Optics Cuvette

The cuvette serves several functions:  1) to isolate the fluid system from the optical system as much as possible, 2) to deliver embryos to the excitation light in a single file fashion, and 3) to emit embryos from the system in a fluid stream that is easily diverted.  From the beginning it became apparent that occasional plugging would be unavoidable. For this reason having the cuvette easily removable is also of benefit.  The dimensions of the optical cuvette are shown below.
 

Optics Cuvette Diagram

 

In order to achieve the goal of delivering the embryos in a single file manner, the inside dimensions of the delivery tube must be such that two embryos cannot exist side by side.  Tubing with such small dimensions causes high resistance to fluid flows, necessitating either high pressures or excessively slow flow rates.  We overcame this problem by using relatively large diameter tubing for the collection and transfer of the embryos (0.030" I.D.), and transitioning gradually to a smaller dimension glass detection tube (0.4 mm I.D. square glass tube).  This gradual transition allows the embryos to accelerate before entering the much faster fluid flow of the small glass tube.  This approach dramatically reduced the frequency of clogging.  The transition was fabricated by making an epoxy cast over a stylus tapered to the inside dimensions of the glass tube.  
 

Mold and Stylus Pictures

Panel A shows the mold used to make the epoxy junction between the tubing and the square glass tube.  The fine end of the stylus is initially placed inside the square glass tube (panel B).  The two halves of the mold are then assembled and epoxy resin is injected into the mold.  Once hardened the stylus was removed, leaving the glass tube in place. Secondly, a tube was inserted in place of the stylus and sealed with an adhesive.
 

  Cuvette Pictures

This wide diameter tubing-0.4 mm diameter glass tube-epoxy assembly was placed inside a brass ‘cuvette’ (panel C) and glued into place.  (Note that we used brass for this purpose due to the ease of machining brass.  Manufacturing this piece from a non-corrosive material would increase the life span of the cuvette).  The cuvette has two windows perpendicular to each other.  One window allows the laser light to excite the embryos as they pass through the square tube and the second window allows the emitted light from the embryos to be detected by the PMTs.  The windows are covered by 12 mm #1 coverslips (panel D).  The inside of the cuvette, surrounding the square glass tube, was filled with immersion oil using a small opening on the other side of the cuvette (panel E).  

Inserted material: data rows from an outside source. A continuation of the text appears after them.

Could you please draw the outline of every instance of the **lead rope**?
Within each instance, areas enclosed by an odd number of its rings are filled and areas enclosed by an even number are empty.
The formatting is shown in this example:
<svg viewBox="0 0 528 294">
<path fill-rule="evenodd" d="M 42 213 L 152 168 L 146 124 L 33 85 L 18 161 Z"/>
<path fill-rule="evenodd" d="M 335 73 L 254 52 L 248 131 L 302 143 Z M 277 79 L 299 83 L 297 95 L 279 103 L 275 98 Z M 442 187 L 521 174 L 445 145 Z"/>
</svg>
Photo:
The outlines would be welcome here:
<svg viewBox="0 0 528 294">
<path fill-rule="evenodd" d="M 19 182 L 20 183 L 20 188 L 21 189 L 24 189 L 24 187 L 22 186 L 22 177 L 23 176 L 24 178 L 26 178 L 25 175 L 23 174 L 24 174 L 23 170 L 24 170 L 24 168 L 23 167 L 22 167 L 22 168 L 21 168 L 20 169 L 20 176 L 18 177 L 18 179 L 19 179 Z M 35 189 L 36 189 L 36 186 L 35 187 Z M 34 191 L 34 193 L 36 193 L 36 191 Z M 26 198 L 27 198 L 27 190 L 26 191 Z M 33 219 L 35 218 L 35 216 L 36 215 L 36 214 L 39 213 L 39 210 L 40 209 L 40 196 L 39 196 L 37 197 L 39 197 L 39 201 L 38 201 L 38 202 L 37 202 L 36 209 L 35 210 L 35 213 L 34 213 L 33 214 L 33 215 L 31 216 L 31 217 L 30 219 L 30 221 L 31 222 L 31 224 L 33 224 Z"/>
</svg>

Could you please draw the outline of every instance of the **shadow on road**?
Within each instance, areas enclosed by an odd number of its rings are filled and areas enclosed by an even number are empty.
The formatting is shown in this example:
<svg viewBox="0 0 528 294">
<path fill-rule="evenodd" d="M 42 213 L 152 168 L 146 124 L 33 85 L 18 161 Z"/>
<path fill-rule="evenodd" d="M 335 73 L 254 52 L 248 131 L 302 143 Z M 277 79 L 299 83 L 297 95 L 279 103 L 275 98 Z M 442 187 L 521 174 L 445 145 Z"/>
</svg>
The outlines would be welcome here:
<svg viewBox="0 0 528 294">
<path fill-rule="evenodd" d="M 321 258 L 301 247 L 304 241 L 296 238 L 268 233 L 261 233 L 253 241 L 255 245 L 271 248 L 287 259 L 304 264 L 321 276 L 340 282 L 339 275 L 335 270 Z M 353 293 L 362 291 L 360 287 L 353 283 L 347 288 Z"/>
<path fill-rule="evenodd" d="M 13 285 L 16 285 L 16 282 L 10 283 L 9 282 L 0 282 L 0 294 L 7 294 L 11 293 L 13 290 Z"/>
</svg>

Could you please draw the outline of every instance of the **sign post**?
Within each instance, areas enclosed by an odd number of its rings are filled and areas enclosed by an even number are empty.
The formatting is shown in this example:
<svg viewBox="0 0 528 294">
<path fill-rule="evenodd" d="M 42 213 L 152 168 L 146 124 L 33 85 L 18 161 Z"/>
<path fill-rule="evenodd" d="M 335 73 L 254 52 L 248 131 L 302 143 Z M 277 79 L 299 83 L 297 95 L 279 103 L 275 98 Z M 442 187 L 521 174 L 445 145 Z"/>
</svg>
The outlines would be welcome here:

Jacketing the glass tube with immersion oil has several advantages. Because the indices of refraction at the excitation light and glass tube interface are nearly equal, excitation light "scatter" is reduced.  Also, the oil has the effect of reducing the angle at which the emission light exits the glass tube.  This allows the use of a smaller light collection lens, at a distance farther from the point of excitation.

 

More Cuvette Pictures

When the fluid reaches the end of the glass tube (the glass air interface) it puddles until a drip is formed (panel F).  The embryos entering this drip then mix, defeating our goal of sorting.  To prevent this puddling, the flow rate is increased until the fluid exits the system in a continuous stream.  Panel G is an end-on view of the optics cuvette, showing the central opening where the embryos exit.  A metal ring (Fig 2 in paper, see also diagram above) is firmly attached onto the end of the cuvette via 4 screws.  The ring injects fluid from a second peristaltic pump into the embryo stream as it exits the glass tube, resulting in a high velocity stream of fluid exiting its orifice.  Increasing the fluid flow after the point of detection has two advantages: 1) it allows the embryos to travel at a much slower rate through the point of detection and 2) it allows the sorting switch to operates at moderate speeds, greatly simplifying its design.